Dentro do CNJ, à véspera da votação, movimentos de juízas percorreram os gabinetes para defender a mudança enquanto associações da magistratura se manifestam contra.

No dia 28, o ministro Luís Roberto Barroso assume as vagas de Rosa tanto como presidente do Supremo como do CNJ. Ela deve renunciar aos cargos antes desta data e se aposentar no início de outubro.

Medidas para tentar ampliar a representatividade no Judiciário vêm sendo discutidas desde a gestão da ministra Cármen Lúcia. Em 2018, quando presidia o CNJ, foi aprovada uma resolução instituindo a Política Nacional de Incentivo à Participação Institucional Feminina no Poder Judiciário.

Apesar disso, especialistas afirmam que as mulheres seguem enfrentando mais barreiras para serem promovidas na carreira.

Dados do relatório Justiça em Números, do CNJ, referentes a 2022 apontam que as mulheres são 38% dos mais de 18 mil magistrados do país. Enquanto no primeiro grau elas chegam a 40%, na segunda instância o percentual fica em 25%.

O levantamento mostrou que havia 13 tribunais no país sem desembargadoras e ministras mulheres.

Era o caso dos TJs de Rondônia e do Amapá, do TRT (Tribunal Regional do Trabalho) da 24º Região, dos tribunais da Justiça Militar de São Paulo e Minas Gerais e dos TREs (Tribunais Regionais Eleitorais) de São Paulo, Minas Gerais, Distrito Federal, Rio Grande do Norte, Ceará, Santa Catarina e Rondônia.

Neste ano, o Tribunal Regional Federal da 5ª Região, que também integrava a lista, promoveu pela primeira vez uma magistrada.

A mudança da regra de antiguidade é o principal foco de resistência entre os magistrados. Defensores da alteração afirmam que, embora o critério pareça objetivo, ele desconsidera uma série de problemas, como vieses em bancas examinadoras.

Em 2021, o CNJ proibiu a realização de entrevistas reservadas em concursos da magistratura, etapa na qual mulheres com frequência eram questionadas sobre como cuidariam dos filhos, se tinham família ou se eram ou não casadas.

O tema voltou a ser debatido no final de agosto durante um seminário promovido pelo CNJ com magistradas de todo o país. Para manter a mobilização e fomentar novas ações, elas criaram o Movimento Nacional pela Paridade no Judiciário.

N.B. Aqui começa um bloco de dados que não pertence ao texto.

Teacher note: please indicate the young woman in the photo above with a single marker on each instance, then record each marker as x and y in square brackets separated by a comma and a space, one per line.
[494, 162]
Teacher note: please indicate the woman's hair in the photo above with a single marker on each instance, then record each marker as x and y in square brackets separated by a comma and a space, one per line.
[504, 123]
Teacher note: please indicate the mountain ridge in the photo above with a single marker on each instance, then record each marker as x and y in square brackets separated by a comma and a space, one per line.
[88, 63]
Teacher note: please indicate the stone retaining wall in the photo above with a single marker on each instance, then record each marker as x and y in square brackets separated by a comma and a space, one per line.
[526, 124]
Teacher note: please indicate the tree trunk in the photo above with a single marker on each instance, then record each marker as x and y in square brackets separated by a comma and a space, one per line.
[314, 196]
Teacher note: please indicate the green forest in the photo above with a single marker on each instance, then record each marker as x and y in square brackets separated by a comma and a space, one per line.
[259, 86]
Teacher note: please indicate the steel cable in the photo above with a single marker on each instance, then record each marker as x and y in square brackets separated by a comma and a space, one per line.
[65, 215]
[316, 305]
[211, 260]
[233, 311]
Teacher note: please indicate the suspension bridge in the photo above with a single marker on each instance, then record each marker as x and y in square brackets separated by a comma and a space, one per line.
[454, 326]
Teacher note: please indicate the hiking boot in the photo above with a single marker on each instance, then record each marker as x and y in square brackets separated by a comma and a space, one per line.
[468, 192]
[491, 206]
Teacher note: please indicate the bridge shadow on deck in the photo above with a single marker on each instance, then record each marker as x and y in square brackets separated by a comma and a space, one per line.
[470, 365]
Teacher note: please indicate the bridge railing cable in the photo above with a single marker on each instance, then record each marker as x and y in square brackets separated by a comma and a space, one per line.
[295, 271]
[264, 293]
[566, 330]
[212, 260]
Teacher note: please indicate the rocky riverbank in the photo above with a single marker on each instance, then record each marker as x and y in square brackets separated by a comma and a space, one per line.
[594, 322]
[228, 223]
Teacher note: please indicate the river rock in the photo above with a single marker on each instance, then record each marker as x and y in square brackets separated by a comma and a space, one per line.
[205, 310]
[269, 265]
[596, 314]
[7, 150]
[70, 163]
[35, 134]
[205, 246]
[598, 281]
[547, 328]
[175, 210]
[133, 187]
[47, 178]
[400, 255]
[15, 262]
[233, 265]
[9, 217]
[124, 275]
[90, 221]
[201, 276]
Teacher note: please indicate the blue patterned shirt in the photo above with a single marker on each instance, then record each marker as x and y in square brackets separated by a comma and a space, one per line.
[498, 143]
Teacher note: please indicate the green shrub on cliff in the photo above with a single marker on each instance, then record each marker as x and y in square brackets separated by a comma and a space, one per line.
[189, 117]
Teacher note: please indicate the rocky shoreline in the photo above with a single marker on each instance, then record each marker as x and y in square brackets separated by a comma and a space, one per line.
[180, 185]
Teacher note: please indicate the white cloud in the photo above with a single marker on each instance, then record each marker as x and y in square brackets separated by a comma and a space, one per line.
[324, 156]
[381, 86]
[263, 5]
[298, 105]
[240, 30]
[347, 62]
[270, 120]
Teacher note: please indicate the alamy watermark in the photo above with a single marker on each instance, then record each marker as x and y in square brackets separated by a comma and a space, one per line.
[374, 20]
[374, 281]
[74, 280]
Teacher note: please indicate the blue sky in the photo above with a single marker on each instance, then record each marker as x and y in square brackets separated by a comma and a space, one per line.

Um parecer favorável à criação da regra foi apresentado pelo professor de direito constitucional da Uerj (Universidade do Estado do Rio de Janeiro) Daniel Sarmento. Ele defendeu a constitucionalidade da medida e a competência do CNJ para decidir sobre o tema.

A Ajufe (Associação dos Juízes Federais do Brasil) afirmou que fez consulta interna entre os associados, na qual a maioria foi contrária ao texto. Em petição, disse que as associações de classe não foram chamadas para a discussão e pediu prazo para se manifestar sobre o mérito da proposta, inclusive para “o aperfeiçoamento da redação do texto”.